Originally extracted from plants, indigo dye is now made from coal or oil, with potentially toxic by-products. Bacteria have previously been adapted as alternative indigo manufacturers, but a trace by-product renders jeans an unfashionable shade of red.
Walter Weyler and his colleagues of Genencor International in Palo Alto, California tweaked the genes of the bacterium Escherichia coli to eliminate the red pigment1. The final colour is “indistinguishable” from the globally popular deep blue of the chemically made dye, says Doug Crabb, vice president of Genencor.
The bugs offer an environmentally friendly substitute for chemical synthesis: they use sugar as their raw material and create less waste. “Biological indigo would probably be more environmentally friendly,” agrees UK environmental consultant Michael Griffiths. But industry is unlikely to use it until it is also as cheap and effective.
Biotech indigo starts with a chemical called tryptophan, which bacteria produce naturally. Tryptophan is ideal for conversion to indigo because it already contains the ring-structure at the core of the indigo molecule. A few chemical alterations convert tryptophan into the dye.
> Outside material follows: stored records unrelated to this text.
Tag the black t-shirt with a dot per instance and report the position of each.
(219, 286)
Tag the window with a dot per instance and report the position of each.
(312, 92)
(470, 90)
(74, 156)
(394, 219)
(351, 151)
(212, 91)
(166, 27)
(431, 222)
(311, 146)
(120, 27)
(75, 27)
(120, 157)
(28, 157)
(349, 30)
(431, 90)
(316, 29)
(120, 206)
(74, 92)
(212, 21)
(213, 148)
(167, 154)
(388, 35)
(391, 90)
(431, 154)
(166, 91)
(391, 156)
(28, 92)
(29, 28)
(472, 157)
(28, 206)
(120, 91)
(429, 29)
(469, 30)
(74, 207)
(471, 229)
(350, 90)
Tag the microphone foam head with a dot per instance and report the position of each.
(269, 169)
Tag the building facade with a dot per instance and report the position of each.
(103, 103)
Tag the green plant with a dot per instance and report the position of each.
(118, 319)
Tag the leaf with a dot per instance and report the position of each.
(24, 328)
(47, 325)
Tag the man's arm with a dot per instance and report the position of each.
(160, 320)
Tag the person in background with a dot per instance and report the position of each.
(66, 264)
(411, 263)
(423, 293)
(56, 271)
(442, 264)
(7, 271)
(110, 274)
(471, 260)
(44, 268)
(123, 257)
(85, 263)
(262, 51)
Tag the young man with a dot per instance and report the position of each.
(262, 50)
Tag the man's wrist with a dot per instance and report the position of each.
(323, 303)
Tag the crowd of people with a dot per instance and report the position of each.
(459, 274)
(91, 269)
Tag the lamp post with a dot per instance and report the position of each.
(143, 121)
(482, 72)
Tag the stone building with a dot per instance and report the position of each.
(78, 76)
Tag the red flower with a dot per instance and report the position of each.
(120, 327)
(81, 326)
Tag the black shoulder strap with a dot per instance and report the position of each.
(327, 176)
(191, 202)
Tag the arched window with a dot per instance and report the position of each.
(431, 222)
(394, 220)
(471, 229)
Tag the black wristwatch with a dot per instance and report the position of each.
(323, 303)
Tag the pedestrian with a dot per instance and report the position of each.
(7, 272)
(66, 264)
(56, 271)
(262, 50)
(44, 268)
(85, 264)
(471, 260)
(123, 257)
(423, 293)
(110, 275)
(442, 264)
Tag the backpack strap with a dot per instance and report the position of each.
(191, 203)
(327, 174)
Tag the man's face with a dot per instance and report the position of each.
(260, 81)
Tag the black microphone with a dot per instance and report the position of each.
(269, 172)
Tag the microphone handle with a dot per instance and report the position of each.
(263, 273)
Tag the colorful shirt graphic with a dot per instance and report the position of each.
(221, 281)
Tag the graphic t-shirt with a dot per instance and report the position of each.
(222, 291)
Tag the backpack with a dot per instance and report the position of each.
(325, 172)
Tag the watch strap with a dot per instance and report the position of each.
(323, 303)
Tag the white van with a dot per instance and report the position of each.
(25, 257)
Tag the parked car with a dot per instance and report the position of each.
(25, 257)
Bioindigo E. coli have an enzyme from another microbe engineered into them that converts trytophan into the ring-containing indigo precursor indoxyl; this spontaneously turns into indigo when exposed to air.
Weyler and his team tinkered with their E. coli so that they churned out high levels of the raw material tryptophan. The researchers also inserted a gene that cuts down production of the contaminating red pigment. The efficiency of the process still needs to be improved, however, Crabb concedes.
Before the chemical process was invented, people used plants such as woad and dyers knotweed to make indigo: soaking their leaves in water releases indigos chemical precursors. How these are converted to indigo is still a mystery. Biochemist Philip John of the University of Reading, UK is heading a project to re-introduce indigo- yielding crops into Europe as a natural alternative to chemical synthesis.
Biotech and plant production would both have to be souped-up to feed the worlds obsession with blue jeans: 16,000 tonnes of dye are made annually, almost all of which is used on denim. “Theres no other dye that will give that characteristic colour,” explains John, “Its got to be indigo.”
- Berry, A. et al. Application of metabolic engineering to improve both the production and use of biotech indigo. Journal of Industrial Microbiology & Biotechnology, 28, 127 – 133, (2002).